Commonwealth v. Miller

FLAHERTY, Justice,

dissenting.

I dissent.

Initially, the majority is mistaken when it characterizes Turner’s statement to police as a declaration against penal *266interest. Turner maintained that he drove Upshur and Miller without knowledge of their intent to rob the store. This is not a declaration against penal interest. It is not illegal to drive persons from one point to another. It may be illegal to drive them knowing that they intend to commit a crime when they arrive, but that is not what happened here. If the probable cause to arrest is to withstand scrutiny, it must be because “we have tended to credit information supplied by one who has some direct personal knowledge of the crime.” Commonwealth v. Stokes, 480 Pa. 38, 44, 389 A.2d 74, 77 (1978).* Thus I concur with the majority in holding that the arrest warrant was valid, but only because it was supported by the personal knowledge of Mr. Turner.

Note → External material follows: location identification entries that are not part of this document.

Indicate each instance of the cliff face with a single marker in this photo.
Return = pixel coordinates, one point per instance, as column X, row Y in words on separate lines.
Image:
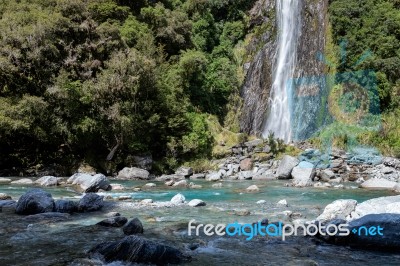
column 256, row 89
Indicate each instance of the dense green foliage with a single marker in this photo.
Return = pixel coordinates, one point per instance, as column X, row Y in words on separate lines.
column 79, row 78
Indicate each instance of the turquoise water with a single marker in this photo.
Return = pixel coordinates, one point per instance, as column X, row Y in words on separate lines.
column 65, row 243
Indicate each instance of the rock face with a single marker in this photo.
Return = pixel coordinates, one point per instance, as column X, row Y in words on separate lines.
column 134, row 227
column 66, row 206
column 89, row 183
column 116, row 221
column 23, row 181
column 286, row 166
column 379, row 183
column 90, row 202
column 375, row 206
column 47, row 181
column 246, row 164
column 259, row 75
column 385, row 236
column 133, row 173
column 196, row 203
column 185, row 171
column 339, row 209
column 139, row 250
column 35, row 201
column 178, row 199
column 303, row 174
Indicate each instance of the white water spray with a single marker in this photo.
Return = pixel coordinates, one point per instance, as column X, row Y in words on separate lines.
column 278, row 117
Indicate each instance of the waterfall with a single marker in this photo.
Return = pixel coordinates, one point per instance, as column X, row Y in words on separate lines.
column 278, row 118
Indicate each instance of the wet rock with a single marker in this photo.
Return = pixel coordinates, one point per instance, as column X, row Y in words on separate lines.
column 252, row 188
column 47, row 181
column 246, row 164
column 65, row 206
column 379, row 183
column 374, row 206
column 133, row 173
column 181, row 183
column 178, row 199
column 88, row 183
column 185, row 171
column 197, row 176
column 90, row 202
column 116, row 221
column 117, row 187
column 326, row 175
column 138, row 250
column 4, row 180
column 196, row 203
column 134, row 227
column 4, row 196
column 213, row 176
column 339, row 209
column 22, row 181
column 245, row 175
column 35, row 201
column 286, row 166
column 150, row 185
column 282, row 203
column 303, row 174
column 48, row 216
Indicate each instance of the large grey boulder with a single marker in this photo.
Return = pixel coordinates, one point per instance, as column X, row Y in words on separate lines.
column 185, row 171
column 138, row 250
column 379, row 183
column 35, row 201
column 88, row 183
column 339, row 209
column 90, row 202
column 134, row 227
column 286, row 166
column 47, row 181
column 376, row 206
column 303, row 174
column 133, row 173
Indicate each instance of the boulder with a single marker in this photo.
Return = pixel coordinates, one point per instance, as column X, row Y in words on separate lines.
column 4, row 196
column 90, row 202
column 88, row 183
column 303, row 174
column 196, row 203
column 134, row 227
column 47, row 181
column 246, row 164
column 4, row 180
column 339, row 209
column 327, row 175
column 252, row 188
column 181, row 183
column 213, row 176
column 133, row 173
column 138, row 250
column 185, row 171
column 35, row 201
column 116, row 221
column 286, row 166
column 384, row 236
column 178, row 199
column 197, row 176
column 379, row 183
column 65, row 206
column 374, row 206
column 245, row 175
column 22, row 181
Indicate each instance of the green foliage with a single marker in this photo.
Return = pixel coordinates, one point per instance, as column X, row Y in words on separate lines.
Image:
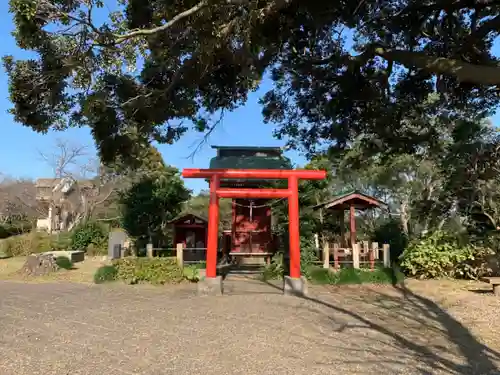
column 73, row 82
column 151, row 202
column 9, row 230
column 64, row 262
column 390, row 232
column 89, row 233
column 105, row 274
column 154, row 271
column 26, row 244
column 191, row 273
column 355, row 276
column 440, row 254
column 61, row 241
column 275, row 270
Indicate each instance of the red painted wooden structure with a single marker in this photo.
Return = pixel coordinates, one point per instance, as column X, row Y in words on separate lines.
column 216, row 175
column 251, row 227
column 190, row 230
column 352, row 201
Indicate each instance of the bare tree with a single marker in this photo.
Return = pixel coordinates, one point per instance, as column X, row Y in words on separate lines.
column 17, row 199
column 78, row 186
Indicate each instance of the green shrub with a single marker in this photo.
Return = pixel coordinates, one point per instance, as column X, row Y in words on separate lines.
column 355, row 276
column 91, row 234
column 105, row 274
column 150, row 270
column 9, row 230
column 438, row 255
column 26, row 244
column 192, row 273
column 390, row 232
column 61, row 241
column 64, row 262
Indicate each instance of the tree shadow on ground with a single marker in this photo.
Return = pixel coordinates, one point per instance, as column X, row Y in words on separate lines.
column 396, row 329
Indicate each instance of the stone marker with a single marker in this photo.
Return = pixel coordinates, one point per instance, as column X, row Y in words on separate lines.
column 115, row 243
column 39, row 265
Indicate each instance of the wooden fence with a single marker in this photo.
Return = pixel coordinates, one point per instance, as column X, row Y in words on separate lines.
column 361, row 255
column 183, row 255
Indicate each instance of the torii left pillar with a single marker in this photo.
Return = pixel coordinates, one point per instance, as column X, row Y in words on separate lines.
column 293, row 284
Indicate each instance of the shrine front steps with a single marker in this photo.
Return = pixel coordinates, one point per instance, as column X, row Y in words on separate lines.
column 241, row 284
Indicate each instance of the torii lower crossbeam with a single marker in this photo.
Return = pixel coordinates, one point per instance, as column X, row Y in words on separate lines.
column 292, row 193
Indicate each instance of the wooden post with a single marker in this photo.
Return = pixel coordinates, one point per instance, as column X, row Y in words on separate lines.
column 342, row 229
column 376, row 254
column 355, row 255
column 336, row 256
column 149, row 250
column 352, row 224
column 371, row 257
column 179, row 252
column 387, row 255
column 326, row 255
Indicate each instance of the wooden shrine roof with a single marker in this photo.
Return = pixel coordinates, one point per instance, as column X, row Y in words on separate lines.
column 242, row 157
column 343, row 201
column 188, row 218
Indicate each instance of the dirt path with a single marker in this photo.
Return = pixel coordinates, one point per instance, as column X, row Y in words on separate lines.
column 252, row 330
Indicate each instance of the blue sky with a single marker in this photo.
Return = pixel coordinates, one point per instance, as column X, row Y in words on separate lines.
column 20, row 146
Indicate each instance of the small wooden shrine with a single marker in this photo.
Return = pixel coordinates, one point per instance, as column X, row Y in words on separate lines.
column 349, row 201
column 190, row 230
column 250, row 235
column 348, row 250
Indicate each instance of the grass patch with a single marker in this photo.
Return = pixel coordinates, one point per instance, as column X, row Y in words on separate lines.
column 105, row 274
column 346, row 276
column 81, row 272
column 64, row 263
column 156, row 271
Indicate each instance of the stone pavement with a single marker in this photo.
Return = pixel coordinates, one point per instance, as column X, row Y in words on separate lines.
column 252, row 330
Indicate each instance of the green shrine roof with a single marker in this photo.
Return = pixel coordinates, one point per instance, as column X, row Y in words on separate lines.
column 245, row 157
column 249, row 158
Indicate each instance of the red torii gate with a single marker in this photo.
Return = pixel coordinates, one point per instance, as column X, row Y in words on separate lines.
column 216, row 192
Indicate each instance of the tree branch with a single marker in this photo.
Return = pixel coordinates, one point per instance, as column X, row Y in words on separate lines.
column 463, row 71
column 169, row 24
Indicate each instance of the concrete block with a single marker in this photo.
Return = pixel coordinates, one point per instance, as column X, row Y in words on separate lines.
column 294, row 286
column 210, row 286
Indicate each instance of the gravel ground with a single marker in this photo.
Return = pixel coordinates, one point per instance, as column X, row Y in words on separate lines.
column 426, row 328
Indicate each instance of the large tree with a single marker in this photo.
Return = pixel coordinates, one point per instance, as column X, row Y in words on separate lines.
column 147, row 69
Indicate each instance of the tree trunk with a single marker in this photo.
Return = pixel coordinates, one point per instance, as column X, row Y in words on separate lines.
column 404, row 217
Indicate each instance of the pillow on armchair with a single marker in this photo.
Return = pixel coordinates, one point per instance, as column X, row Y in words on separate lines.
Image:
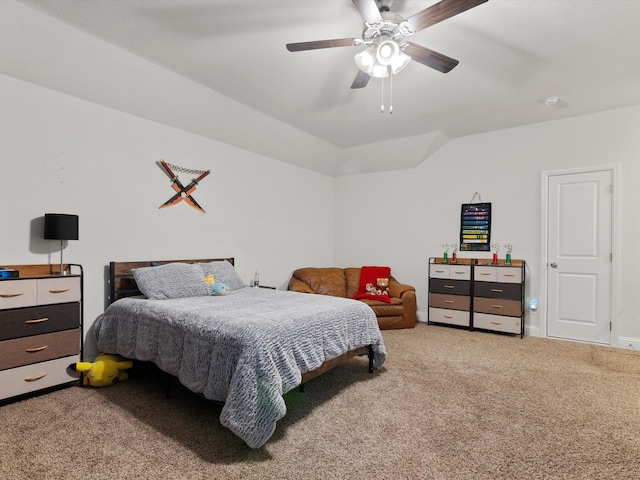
column 374, row 284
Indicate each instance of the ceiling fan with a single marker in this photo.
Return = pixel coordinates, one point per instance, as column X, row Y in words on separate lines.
column 384, row 33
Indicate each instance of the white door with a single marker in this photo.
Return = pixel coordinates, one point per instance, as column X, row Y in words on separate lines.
column 579, row 256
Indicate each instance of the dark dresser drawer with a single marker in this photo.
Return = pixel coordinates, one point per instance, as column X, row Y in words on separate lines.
column 455, row 302
column 452, row 287
column 28, row 350
column 497, row 290
column 23, row 322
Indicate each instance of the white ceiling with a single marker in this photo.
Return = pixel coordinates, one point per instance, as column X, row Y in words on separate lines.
column 512, row 53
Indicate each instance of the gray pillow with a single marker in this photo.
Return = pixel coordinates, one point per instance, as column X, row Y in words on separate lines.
column 223, row 272
column 173, row 280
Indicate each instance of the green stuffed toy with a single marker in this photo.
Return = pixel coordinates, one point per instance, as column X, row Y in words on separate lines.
column 104, row 370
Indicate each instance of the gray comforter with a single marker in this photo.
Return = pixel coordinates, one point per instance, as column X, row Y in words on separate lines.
column 245, row 349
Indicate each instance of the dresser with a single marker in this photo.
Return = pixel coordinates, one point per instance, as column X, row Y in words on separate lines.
column 450, row 292
column 40, row 329
column 478, row 294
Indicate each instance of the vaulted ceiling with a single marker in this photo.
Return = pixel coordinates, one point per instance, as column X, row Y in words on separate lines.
column 513, row 54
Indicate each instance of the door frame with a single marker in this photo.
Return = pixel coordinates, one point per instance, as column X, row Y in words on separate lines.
column 615, row 242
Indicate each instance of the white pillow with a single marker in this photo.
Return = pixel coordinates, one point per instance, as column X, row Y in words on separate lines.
column 172, row 280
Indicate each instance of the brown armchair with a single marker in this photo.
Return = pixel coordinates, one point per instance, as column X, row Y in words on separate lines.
column 344, row 282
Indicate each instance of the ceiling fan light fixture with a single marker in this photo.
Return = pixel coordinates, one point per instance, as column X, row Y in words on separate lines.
column 379, row 71
column 387, row 52
column 401, row 61
column 366, row 60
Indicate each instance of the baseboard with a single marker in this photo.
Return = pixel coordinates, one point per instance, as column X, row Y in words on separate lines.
column 629, row 343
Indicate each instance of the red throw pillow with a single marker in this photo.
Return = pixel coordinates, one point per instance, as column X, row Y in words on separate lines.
column 374, row 284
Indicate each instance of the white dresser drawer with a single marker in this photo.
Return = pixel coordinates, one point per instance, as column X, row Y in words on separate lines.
column 58, row 290
column 451, row 271
column 31, row 378
column 486, row 274
column 451, row 317
column 510, row 274
column 497, row 323
column 438, row 270
column 18, row 293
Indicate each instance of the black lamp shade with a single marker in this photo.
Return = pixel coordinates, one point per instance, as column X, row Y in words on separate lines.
column 60, row 226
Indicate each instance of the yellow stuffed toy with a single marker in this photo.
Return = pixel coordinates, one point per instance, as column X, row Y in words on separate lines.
column 104, row 370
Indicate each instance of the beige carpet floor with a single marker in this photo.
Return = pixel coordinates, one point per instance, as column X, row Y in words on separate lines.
column 449, row 404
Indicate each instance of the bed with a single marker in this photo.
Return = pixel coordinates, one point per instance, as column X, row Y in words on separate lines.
column 245, row 349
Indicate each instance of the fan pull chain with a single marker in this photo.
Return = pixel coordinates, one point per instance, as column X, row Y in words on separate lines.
column 390, row 94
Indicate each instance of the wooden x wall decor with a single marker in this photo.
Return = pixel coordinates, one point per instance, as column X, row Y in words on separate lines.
column 182, row 192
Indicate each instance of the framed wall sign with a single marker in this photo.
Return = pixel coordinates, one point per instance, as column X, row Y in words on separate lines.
column 475, row 227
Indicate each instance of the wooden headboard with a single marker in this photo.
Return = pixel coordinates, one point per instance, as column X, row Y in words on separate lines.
column 122, row 283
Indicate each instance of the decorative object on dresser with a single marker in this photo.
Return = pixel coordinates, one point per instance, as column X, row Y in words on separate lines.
column 40, row 329
column 478, row 294
column 60, row 226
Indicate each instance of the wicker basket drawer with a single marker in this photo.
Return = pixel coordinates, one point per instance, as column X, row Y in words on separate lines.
column 451, row 270
column 18, row 293
column 58, row 290
column 21, row 380
column 451, row 317
column 498, row 306
column 497, row 323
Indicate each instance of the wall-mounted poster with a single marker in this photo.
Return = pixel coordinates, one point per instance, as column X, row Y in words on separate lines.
column 475, row 227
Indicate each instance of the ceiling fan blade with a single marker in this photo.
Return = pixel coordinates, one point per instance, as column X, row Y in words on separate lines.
column 340, row 42
column 439, row 12
column 429, row 57
column 369, row 11
column 361, row 80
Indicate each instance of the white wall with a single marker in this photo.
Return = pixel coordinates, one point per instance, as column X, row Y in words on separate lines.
column 402, row 218
column 61, row 154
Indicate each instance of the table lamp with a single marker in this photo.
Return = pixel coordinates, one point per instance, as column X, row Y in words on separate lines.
column 60, row 226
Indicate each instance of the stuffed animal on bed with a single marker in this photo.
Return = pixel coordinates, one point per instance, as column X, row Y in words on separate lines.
column 217, row 288
column 104, row 370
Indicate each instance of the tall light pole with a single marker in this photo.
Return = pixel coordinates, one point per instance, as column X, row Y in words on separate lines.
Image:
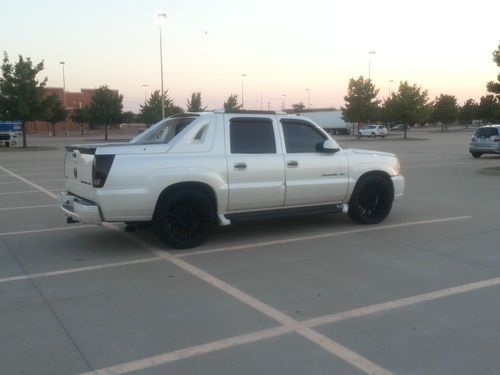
column 145, row 91
column 64, row 84
column 370, row 63
column 162, row 19
column 242, row 92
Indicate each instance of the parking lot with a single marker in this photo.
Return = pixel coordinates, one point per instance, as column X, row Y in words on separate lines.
column 417, row 294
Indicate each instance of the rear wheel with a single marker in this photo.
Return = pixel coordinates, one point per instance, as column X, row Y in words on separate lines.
column 371, row 201
column 184, row 218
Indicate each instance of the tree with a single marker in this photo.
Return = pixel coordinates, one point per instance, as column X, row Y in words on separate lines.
column 445, row 110
column 361, row 103
column 54, row 111
column 81, row 116
column 194, row 105
column 150, row 112
column 299, row 107
column 494, row 87
column 105, row 108
column 21, row 94
column 489, row 109
column 408, row 105
column 468, row 112
column 232, row 103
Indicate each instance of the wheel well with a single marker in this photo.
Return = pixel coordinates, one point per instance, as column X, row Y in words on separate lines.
column 200, row 186
column 382, row 174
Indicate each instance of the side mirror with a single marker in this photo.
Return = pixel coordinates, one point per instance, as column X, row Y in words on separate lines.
column 329, row 146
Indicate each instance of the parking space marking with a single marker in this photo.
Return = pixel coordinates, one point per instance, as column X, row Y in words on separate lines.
column 28, row 207
column 322, row 235
column 79, row 269
column 32, row 184
column 45, row 230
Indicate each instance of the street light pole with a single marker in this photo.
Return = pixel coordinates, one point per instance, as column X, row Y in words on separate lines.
column 369, row 63
column 162, row 18
column 145, row 91
column 64, row 85
column 242, row 92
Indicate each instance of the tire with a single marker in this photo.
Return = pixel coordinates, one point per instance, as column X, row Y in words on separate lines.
column 184, row 218
column 372, row 200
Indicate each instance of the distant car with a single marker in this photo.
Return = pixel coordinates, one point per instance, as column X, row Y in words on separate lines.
column 373, row 131
column 399, row 127
column 486, row 140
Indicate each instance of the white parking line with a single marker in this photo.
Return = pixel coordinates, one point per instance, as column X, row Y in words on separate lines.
column 79, row 269
column 36, row 186
column 31, row 231
column 27, row 207
column 318, row 236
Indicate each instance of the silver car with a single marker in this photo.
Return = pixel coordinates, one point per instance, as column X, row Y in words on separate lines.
column 486, row 140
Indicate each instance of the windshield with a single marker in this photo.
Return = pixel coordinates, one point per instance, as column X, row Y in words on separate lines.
column 163, row 131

Furthermore, and notwithstanding the foregoing, reference by a prosecution witness to having been approached by a detective for the purpose of being given a lie detector test constituted reversible error. This Court has held that references to lie detector tests, which raise inferences regarding the guilt or innocence of a defendant, are impermissible. Commonwealth v. Johnson, 441 Pa. 237, 272 A.2d 467 (1971). Although the testimony in question did not expressly reveal *267whether a lie detector test was ever arranged, or if it were arranged then what results were obtained, merely making known to the jury the existence of an attempt to conduct such a test created an inference that the test was, in fact, administered, and that the test results were favorable to the Commonwealth’s position. Hence, the witness’ testimony was incurably bolstered by the reference to the test, and the curative instruction was per se inadequate to remedy the error. Thus, I would reverse and remand for a new trial.

In Commonwealth v. Stokes, supra, this Court stated:

It is well-settled that even hearsay information is sometimes sufficient to establish probable cause. [Citation omitted]. However, before an officer may conclude there is probable cause to arrest based on hearsay information he must satisfy the two-pronged test of Aguilar v. Texas, 378 U.S. 108, 84 S.Ct. 1509, 12 L.Ed.2d 723 (1964), as explicated in Spinelli v. United States, 393 U.S. 410, 89 S.Ct. 584, 21 L.Ed.2d 637 (1969): (1) he must know the underlying circumstances from which the informer concluded the suspect participated in the crime; and, (2) he must have some reasonable basis for concluding that the informant is credible or that his information is reliable.

Id., 480 Pa. at 45, 389 A.2d at 77. The first requirement is met by virtue of Turner’s presence with the accused in the car where he overheard the remark, “Why did you have to shoot the man?” The second requirement is met because Turner’s story places him, albeit unwittingly, at a criminal transaction. Turner, having told his story, can expect, at a minimum, to be closely examined by the police as to whether he was really a willing participant. Turner’s declaration is not against penal interest, but it is such as to invite close scrutiny, and, as such, is reliable.